# Need input for rewiring a Mitzi 17



## privateer (Dec 6, 2013)

Need some input. I recently purchased a Mitzi 17 that needs some love and attention. 

The area requiring the most immediate attention is the wiring and distribution system.
The boat currently has a main battery and trolling motor battery located in the console. It is a very very tight fit. There is no battery switch. The motor is connected directly to the battery. The fuse panel is also directly connected to the battery. The ignition switch and other loads (bilge pump and lights) are connected to the fuse panel. There are no gages other than one gage with alarms and warning lights. Both batteries are connected to a marginal battery charger that is also located in the console.

My plan is to connect the main battery to a battery switch. I intend to use a Blue Seas combination fuse and switch panel as well as positive and negative bus bars.

My questions are -

Should I have both the main battery and the trolling motor connected to the battery switch? Or is it ok to use one only for the main battery.

Is it ok to move the trolling motor to the bow compartment, forward of the 12 gallon plastic gas tank? Any issues with having the gas tank and the trolling motor in the same compartment. The rear of the compartment is open.

I would especially appreciate it if anyone has a Mitzi 17 and could share with me their setup.

Thanks.


----------



## D. C. Ward (Oct 26, 2015)

Now this is just my opinion, if you're using a separate battery for just the trolling motor then I don't see a need for a battery switch, just disconnect the plug or terminal leads from the battery and trolling motor depending on how its setup..

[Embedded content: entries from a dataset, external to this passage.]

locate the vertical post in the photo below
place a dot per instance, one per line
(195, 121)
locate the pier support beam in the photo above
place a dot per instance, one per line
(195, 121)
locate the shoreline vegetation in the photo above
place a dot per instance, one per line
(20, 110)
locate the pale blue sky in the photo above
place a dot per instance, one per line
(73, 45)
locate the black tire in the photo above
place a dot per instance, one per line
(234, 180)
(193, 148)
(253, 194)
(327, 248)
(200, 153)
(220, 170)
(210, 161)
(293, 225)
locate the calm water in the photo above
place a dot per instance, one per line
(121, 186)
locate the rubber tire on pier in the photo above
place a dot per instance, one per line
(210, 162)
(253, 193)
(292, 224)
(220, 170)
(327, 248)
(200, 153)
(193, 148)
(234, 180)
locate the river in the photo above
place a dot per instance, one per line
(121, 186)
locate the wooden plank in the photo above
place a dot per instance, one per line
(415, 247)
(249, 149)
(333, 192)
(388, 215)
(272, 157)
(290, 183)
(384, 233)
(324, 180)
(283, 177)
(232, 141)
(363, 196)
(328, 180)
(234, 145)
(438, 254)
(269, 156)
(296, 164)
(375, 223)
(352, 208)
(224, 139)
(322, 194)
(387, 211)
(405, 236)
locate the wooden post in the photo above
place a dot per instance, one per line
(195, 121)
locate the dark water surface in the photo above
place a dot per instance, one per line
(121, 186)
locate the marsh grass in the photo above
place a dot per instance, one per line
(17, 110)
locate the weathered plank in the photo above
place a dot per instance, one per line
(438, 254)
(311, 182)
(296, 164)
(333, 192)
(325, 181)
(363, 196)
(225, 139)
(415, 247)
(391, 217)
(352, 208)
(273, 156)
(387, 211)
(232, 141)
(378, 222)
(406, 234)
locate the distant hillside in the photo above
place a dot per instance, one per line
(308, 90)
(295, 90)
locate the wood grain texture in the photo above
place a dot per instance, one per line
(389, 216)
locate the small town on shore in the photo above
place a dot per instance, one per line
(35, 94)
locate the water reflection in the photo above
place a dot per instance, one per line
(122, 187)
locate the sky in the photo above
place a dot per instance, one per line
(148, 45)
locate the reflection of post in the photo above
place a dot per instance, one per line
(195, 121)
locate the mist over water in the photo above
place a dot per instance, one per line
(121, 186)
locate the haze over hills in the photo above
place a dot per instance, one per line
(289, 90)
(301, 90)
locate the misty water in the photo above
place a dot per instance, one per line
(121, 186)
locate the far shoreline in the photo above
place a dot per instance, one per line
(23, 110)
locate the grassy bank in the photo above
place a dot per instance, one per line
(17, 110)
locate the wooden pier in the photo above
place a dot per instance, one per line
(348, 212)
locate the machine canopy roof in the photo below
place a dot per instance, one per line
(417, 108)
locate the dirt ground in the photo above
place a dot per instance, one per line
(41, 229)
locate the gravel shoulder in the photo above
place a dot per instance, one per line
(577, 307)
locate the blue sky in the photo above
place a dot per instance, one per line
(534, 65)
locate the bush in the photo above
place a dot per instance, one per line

As for moving the battery to the forward compartment with the fuel cell....thats going to be your call, if its vented out side the hull then i guess it would be ok, but the last thing you would want is fumes building up in that area and god forbid you get a loose connection that causes a spark and boom! there goes the front of your boat at the least.

hope this helps somewhat


----------



## salt_fly (Apr 23, 2012)

D. C. Ward said:


> Now this is just my opinion, if you're using a separate battery for just the trolling motor then I don't see a need for a battery switch, just disconnect the plug or terminal leads from the battery and trolling motor depending on how its setup..
> 
> As for moving the battery to the forward compartment with the fuel cell....thats going to be your call, if its vented out side the hull then i guess it would be ok, but the last thing you would want is fumes building up in that area and god forbid you get a loose connection that causes a spark and boom! there goes the front of your boat at the least.
> 
> hope this helps somewhat


If you put the TM battery in with the fuel cell, use stainless nylok nuts on the battery posts to prevent sparks from loose connections. Cover the posts with dielectric grease to also decrease chance of sparks.


----------



## privateer (Dec 6, 2013)

Thanks for the input gents.
I ended up leaving both batteries in the console as the Mitzi seems to run perfectly balanced that way. Between work, fishing and life it's taken me a while to get things the way I like but I'm definitely making progress. On the electrical side all I have left is to finish wiring the trolling motto plug with a new Battery Tender one.

Here's a pic of how the main wiring looks for now (still need to upgrade the switches later).


----------



## MariettaMike (Jun 14, 2012)

privateer said:


> Thanks for the input gents.
> I ended up leaving both batteries in the console as the Mitzi seems to run perfectly balanced that way. Between work, fishing and life it's taken me a while to get things the way I like but I'm definitely making progress. On the electrical side all I have left is to finish wiring the trolling motto plug with a new Battery Tender one.
> 
> Here's a pic of how the main wiring looks for now (still need to upgrade the switches later).


Good job! (My neck hurts just looking at your picture.)

Sorry I didn't see your original post earlier.

I would have run your engine power feed to the common/load terminal on the battery switch for the positive, and the negative to that ground bus you put in. I know that puts an extra termination in your starting circuit but you can still start the engine with the battery switch off with the way you have it wired. Make sure there is a fuse in that black cable with the red heat shrink.

I also would have run that brown wire for the auto bilge pump to the line side connection of the battery switch to clean that up to just one wire on the positive terminal of the battery.

Lastly if you had bought a 4 position two battery switch for about the same price as the on/off you would have had the option for using or charging your trolling motor battery just by turning the switch to 1/2 or 2.

You did good work, and you really don't need to do anything but check that there is a main fuse for the engine wiring harness.


----------



## JJHang20 (Apr 27, 2017)

Privateer your wiring and setup looks great. 
You have a very similar console and battery setup to my custom classic gheenoe. I am planning on using same switch, fuse panel, and bus bar you did.
I only have one battery though.
Do you have any more pics of the installation or anything you have changed?
Thank you.


----------



## privateer (Dec 6, 2013)

I’ll check but I think I lost all the pics when I had a computer crash.


----------